Exiger de l'autre qu'il adopte les mêmes positions que soit, ce n'est pas de l'ouverture. C'est de l'entêtement. C'est de l'aveuglement.

Option nationale avait à gagner à prendre position dans la course à la chefferie du Parti québécois, et pour beaucoup plus que pour des raisons médiatiques. ON a toujours eu à gagner à s'impliquer, s'engager, critiquer et applaudir tous les membres du mouvement indépendantiste. N'est-ce pas le but même du parti?

Je ne reconnais plus ce parti que j'ai tant aimé.

Militants d'Option nationale, ne manquez pas la chance d'avoir une influence dans un moment historique du Parti québécois et par extension du mouvement indépendantiste. Vous me direz la course est déjà terminée, je vous dirai que vous devriez savoir plus que quiconque qu'un parti n'est pas l'acte d'un seul homme. On se comprend.

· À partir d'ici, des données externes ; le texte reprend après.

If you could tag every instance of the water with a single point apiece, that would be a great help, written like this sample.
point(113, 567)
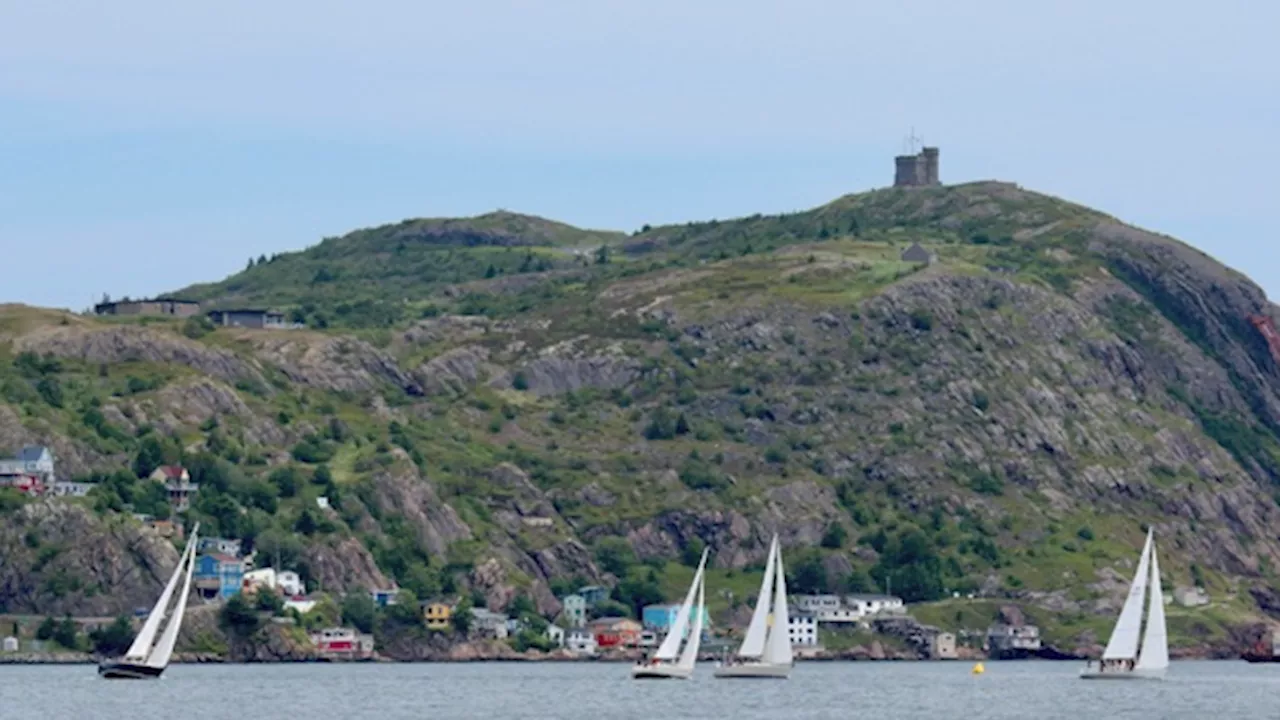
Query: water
point(881, 691)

J'aimerais vous rappeler ces phrases d'un discours de Pierre Bourgault que je sais être très aimé par les membres d'Option nationale :

«À l'intérieur du parti, lorsque nous nous sentons en sécurité, lorsque nous sommes tous à peu près d'accord, bien sûr, cela va relativement bien, mais souvent c'est un signe qu'il n'y a pas cette liberté essentielle de discussion qui nous rend tous un peu moins sécurité... sécuritaires.

[...]

La démocratie tel que nous tentons de la vivre, ce n'est pas la sécurité; c'est dur, c'est agaçant, c'est harassant par moments»

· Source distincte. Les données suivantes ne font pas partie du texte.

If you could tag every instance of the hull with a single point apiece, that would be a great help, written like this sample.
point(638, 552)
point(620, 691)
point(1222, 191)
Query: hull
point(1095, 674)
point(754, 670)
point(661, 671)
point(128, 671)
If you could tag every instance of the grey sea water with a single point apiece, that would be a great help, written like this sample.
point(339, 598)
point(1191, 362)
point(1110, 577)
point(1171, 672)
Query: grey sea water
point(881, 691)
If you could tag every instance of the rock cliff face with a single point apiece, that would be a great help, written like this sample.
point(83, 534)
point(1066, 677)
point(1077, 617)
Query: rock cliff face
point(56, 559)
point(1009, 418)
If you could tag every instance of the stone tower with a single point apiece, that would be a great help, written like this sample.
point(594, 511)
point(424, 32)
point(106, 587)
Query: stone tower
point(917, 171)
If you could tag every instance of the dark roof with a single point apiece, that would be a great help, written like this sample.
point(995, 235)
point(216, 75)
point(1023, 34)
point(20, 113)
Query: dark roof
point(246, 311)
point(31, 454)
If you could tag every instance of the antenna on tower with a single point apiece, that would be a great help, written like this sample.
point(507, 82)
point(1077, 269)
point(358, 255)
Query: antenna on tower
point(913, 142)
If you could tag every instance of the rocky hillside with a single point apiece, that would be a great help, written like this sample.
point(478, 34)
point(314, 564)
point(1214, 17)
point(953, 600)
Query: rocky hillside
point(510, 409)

Je vous connais assez pour savoir que vous n'aimez pas le chemin de la facilité. Or il est facile de critiquer quelqu'un ou un parti mais n'avoir aucun désir d'exercer une influence sur le plus important acteur du mouvement indépendantiste, et le Parti québécois l'est que vous le vouliez ou non. C'est pourtant exactement la décision du Conseil national d'ON; refuser d'avoir de l'influence.

«Ça ne sert à rien, la course est déjà terminée, Camille. Tu perds ton temps à vouloir changer le PQ.»

Hum. Ça me rappelle quelque chose qu'on se fait souvent dire.

«Ça ne sert à rien, ça fait deux fois qu'on perd. Tu perds ton temps à vouloir changer le statut du Québec.»

Je vous pensais plus combatifs que ça.